What's better. Redmax or echo. I need a new commercial weed eater. which one should I get?


----------



## roperdude91 (Nov 10, 2004)

hello??
you are wasting your money, you dont need commercial stuff, besides that you have a perfectly good homelite unless you screwed that up, that will last fo years, use pennzoil outboard 2 cycle oil, get a measuring thing in the automotive section at walmart and mix it at 3.2 ounces of oil for every gallon of gas
that will work with your poulan blower, your featherlite blower, and your homel.ite trimmer, if it calls for 50:1 then you are still good because thats only .2 ounces more oil than what it says to use, its not going to kill it or harm it, it wont smoke with the pennzoil outboard oil unless you use a whole bottle of it, it doesnt come in the little pre measured bottles
your sparkplugs will look like new for years with pennzoil


----------



## hankster (Jan 1, 1998)

Sorry, I have to disagree here. Never use outboard 2-cycle oil in your air cooled engine. The requirements of an air cooled engine are far different then an outboard motor. These differences in oil are from the huge difference in operating temperature. One oil has an additive for lube at high temp. Yeah yeah, I know some people out there have done it for years, but that don't make it right. Just because their engine is still running, doesn't mean its life hasn't been shortened. And it will void your warranty of any manufacturers air-cooled engine.

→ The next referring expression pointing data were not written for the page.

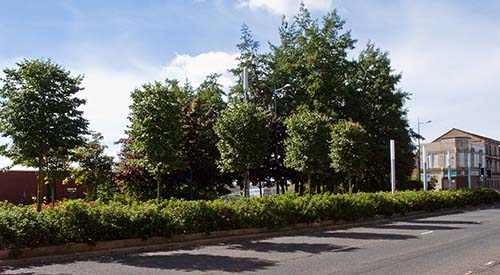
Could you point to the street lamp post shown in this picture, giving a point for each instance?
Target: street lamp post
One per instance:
(418, 133)
(275, 116)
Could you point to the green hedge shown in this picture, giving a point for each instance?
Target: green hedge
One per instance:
(82, 222)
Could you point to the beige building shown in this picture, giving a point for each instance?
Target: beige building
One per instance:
(474, 160)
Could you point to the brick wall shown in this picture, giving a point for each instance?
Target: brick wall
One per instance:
(19, 187)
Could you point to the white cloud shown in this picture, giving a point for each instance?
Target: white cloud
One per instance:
(286, 7)
(107, 92)
(196, 68)
(450, 65)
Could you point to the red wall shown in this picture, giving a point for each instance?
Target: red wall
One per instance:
(19, 187)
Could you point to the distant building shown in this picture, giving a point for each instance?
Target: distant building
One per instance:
(470, 153)
(19, 187)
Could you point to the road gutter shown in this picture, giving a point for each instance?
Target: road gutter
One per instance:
(72, 251)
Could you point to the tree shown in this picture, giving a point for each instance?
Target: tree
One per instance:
(200, 112)
(312, 58)
(40, 114)
(349, 150)
(244, 139)
(94, 167)
(58, 167)
(155, 129)
(133, 179)
(307, 143)
(378, 105)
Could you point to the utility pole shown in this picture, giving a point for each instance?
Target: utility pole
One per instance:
(393, 166)
(418, 158)
(245, 83)
(424, 164)
(448, 164)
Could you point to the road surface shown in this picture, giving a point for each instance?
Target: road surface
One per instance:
(460, 243)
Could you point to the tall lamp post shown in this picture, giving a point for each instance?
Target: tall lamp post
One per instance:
(275, 116)
(418, 132)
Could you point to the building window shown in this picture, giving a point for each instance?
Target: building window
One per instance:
(72, 192)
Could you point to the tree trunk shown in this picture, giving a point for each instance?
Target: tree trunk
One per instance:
(53, 192)
(311, 187)
(39, 186)
(158, 186)
(245, 183)
(351, 185)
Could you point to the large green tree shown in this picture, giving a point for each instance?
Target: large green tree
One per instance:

Straight out of the Husqvarna manual (you'll find the same statements in all air-cooled L&G equipment manuals):
Two-stroke oil
• For the best results use HUSQVARNA two-stroke oil, which is especially developed for chain saws. Mixing ratio 1:50 (2%).
• Never use two-stroke oil intended for water cooled outboard engines, so-called, outboard oil.
• Never use oil intended for four-stroke engines.

Best bet is to follow the recommedations of the manufacturer. I use a good quality synthetic 2-cycle oil.


----------



## bbnissan (Nov 7, 2004)

I would cough up the money and get an Echo. They make excellent trimmers and they have alot more power than a Red Max in my opinion. The only thing that even compares is a Stihl or Sindawa trimmer.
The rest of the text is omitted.